Cut Off Dates, Visa Retrogression, & the Visa Bulletin
Cut Off Dates, Visa Retrogression, & the Visa Bulletin
Cut Off Dates, Visa Retrogression, & the Visa Bulletin
- Congress sets limits on the number of immigrant visas that can be issued each year. In order to adjust status to that of legal permanent resident, an immigrant visa must be available to the applicant both at the time of filing and at the time of adjudication. Ultimately, whether or not a visa is available depends on both the quota and how many people are waiting for immigrant visas in the same category. Often, annual quotas are quickly reached in certain categories, a situation causing visa backlogs.
- Visa Bulletin & Cut-Off Dates: The U.S. Dept. of State (DOS) publishes a monthly Visa Bulletin which lists the cut-off dates that govern visa availability. Therefore, the monthly Visa Bulletin determines which applicants are eligible to file for permanent residence, as well as which applicants are eligible for a grant of permanent resident status.
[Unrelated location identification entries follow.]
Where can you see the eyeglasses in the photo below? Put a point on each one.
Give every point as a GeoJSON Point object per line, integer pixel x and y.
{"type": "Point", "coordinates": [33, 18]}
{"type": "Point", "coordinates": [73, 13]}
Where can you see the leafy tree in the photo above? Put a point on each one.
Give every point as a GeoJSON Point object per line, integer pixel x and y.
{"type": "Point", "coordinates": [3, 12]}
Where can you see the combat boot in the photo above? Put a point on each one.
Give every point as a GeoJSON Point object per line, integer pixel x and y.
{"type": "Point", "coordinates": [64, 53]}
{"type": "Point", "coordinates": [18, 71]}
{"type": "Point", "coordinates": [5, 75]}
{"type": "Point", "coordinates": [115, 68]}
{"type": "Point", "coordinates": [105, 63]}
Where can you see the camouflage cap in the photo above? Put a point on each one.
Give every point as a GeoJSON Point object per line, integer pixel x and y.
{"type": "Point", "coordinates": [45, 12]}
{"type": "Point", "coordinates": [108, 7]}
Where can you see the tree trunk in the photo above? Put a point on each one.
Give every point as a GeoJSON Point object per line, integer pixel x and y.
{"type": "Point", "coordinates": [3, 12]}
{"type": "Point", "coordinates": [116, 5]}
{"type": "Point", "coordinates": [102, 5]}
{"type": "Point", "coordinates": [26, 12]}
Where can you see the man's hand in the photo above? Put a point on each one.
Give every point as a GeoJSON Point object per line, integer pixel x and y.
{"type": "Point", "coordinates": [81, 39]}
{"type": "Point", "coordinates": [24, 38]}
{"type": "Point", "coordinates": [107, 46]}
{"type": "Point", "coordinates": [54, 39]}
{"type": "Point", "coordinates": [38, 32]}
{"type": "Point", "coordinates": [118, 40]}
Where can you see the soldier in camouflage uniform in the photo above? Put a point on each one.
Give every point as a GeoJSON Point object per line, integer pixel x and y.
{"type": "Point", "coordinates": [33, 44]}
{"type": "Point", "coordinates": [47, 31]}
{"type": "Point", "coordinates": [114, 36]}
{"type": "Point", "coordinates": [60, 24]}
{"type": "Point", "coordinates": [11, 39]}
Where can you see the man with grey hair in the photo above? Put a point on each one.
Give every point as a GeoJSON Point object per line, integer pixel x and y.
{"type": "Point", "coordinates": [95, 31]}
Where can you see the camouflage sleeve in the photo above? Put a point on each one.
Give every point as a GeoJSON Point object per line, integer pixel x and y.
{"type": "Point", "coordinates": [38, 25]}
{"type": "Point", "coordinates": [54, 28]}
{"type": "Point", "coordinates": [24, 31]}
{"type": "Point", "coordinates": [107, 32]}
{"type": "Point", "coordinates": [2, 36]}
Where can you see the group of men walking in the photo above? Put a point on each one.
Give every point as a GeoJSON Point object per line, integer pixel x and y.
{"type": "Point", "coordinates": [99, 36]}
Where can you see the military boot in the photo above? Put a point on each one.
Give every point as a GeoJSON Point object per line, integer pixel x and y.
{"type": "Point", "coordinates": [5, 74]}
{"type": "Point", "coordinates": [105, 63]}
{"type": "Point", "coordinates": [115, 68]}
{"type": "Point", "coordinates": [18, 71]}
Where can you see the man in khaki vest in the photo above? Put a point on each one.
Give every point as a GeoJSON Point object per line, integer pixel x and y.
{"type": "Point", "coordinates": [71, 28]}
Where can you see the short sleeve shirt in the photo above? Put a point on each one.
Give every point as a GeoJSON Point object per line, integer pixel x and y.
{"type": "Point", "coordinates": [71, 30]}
- Current Priority Date: Applicants who have a priority date earlier than the cut-off date published in the most current Visa Bulletin are eligible to apply for permanent residence, a situation that is referred to as having a “current” priority date.
- If the priority date is later than the cut-off date: the alien must wait until the priority date is earlier than the cut-off date.
- Visa Retrogression: Sometimes, a priority date that is current one month will not be current the next month, or the cut-off date will move backward to an earlier date. This is called visa retrogression, which occurs when more people apply for a visa in a particular category than there are visas available for that month. Visa retrogression generally occurs when the annual limit for a category or country has been exhausted or is expected to run out soon.
- When the new fiscal year begins on Oct. 1, a new supply of visa numbers becomes available. Usually, but not always, the new supply returns the cut-off dates to where they were before retrogression.
- If an application is pending and visa numbers retrogress, processing doesn't continue until the priority date becomes current again. Simply put, the earlier the priority date, the sooner is the eligibility to apply for permanent resident status.